Hove’s Drift is a name given to an area where an ox wagon road to Nijlstroom crossed the Apies River to the north of Pretoria during the second half of the 19th century.

The name is derived from Theodore Hermanus Hove, who was a son of a German soldier from Pomerania who was brought to Stutterheim in the Eastern Cape by the British during the 19th century.
Theodore settled in Pretoria where six references to him appeared in newspapers and documents under the names Hove, nine as Von dem Hove, eight as Van den Hove, four as Von der Hove and one as Von den Hove.

Eric Bolsmann’s oil painting of Hove’s Drift

Hove’s first known residence was a house on Church Square that originally belonged to
MW Pretorius. Hove rented the entire house in 1873 and sublet various rooms to government departments, which included Pretoria’s first post office.

In 1877, the year when the municipal board was formed, Hove became a member of the board.
On 1 April 1878 the central section of his house was transferred to him and a year later his wife, Hermine, bore him a son. The boy died at the age of four in 1882 and a daughter was born during the same year.

This Pretoriana picture was submitted to ‘Pretoria News’ by FH Beyers of Ben Viljoen Street, Pretoria North in 1988

At that time Hove lived on a plot at the northern part of Pretoria, which was separated from Eddie Meintjes’ property by a road crossing the Apies River towards Nijlstroom.
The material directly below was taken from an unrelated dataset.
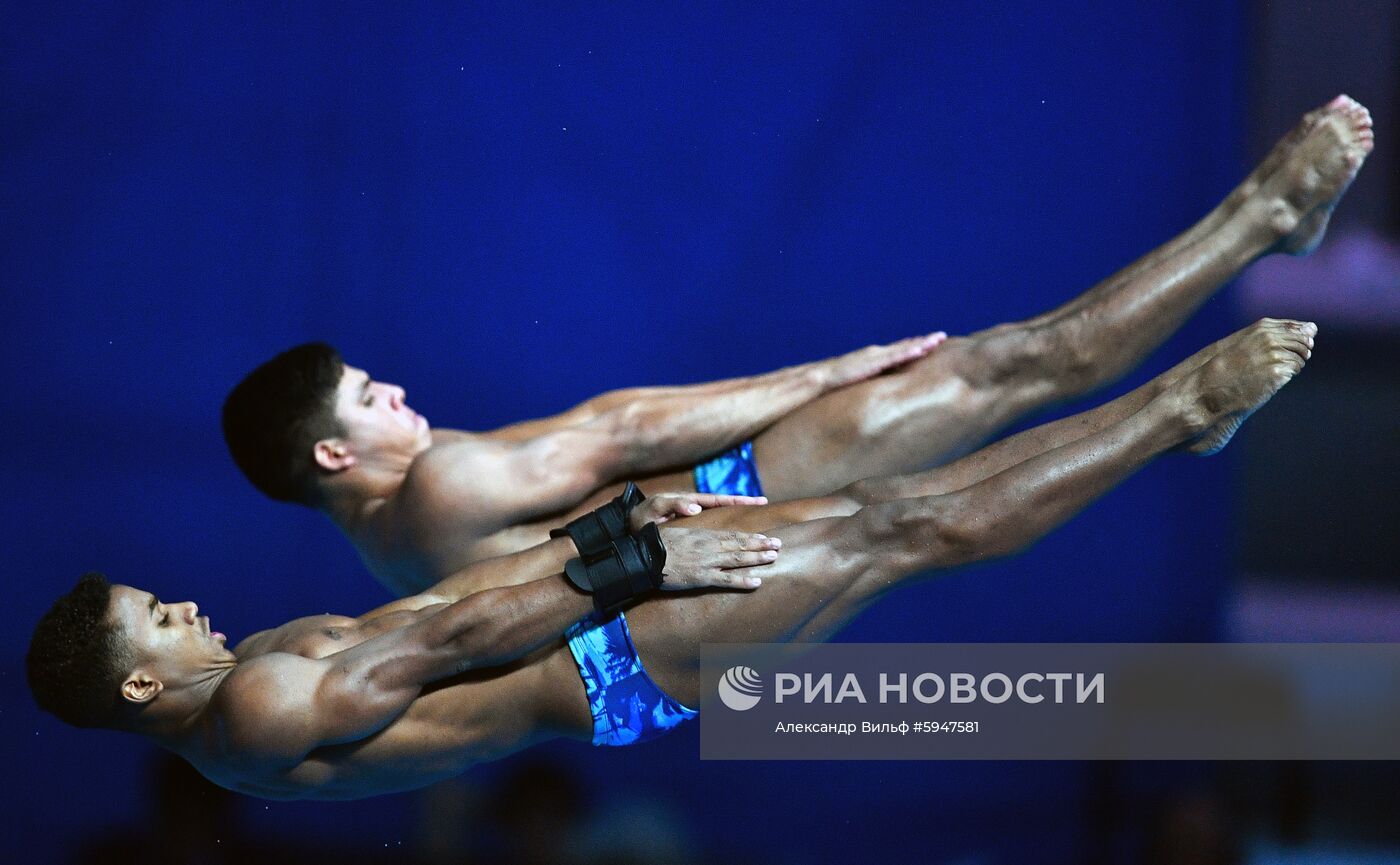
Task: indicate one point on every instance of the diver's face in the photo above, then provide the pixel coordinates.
(377, 417)
(171, 640)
On maps no bridge was indicated, which means that the ox wagons had to go through the river at a point that was to become known as Hove’s Drift.

Hove was mentioned as having owned two mills, one in the vicinity of Hove’s Drift and the other further down close to Marabastad. With no male descendant to carry on the name, no further details about this pioneer Pretoria family are known.

The same area in 1988
Photo: ‘Pretoria News’: 1988-02-26

On a street name board next to Prinshof Street the name Theodore Hove can be seen. This name reminds us of Hove’s son who was buried in the Pretoria cemetery.

The pyramid-shape hill seen in the painting is Meintjeskop on which the Union Buildings were later erected.

Both Henk Pierneef, who lived close to Hove’s Drift, and Pieter Wenning painted numerous views of Meintjeskop from the same vantage point early during the 20th century.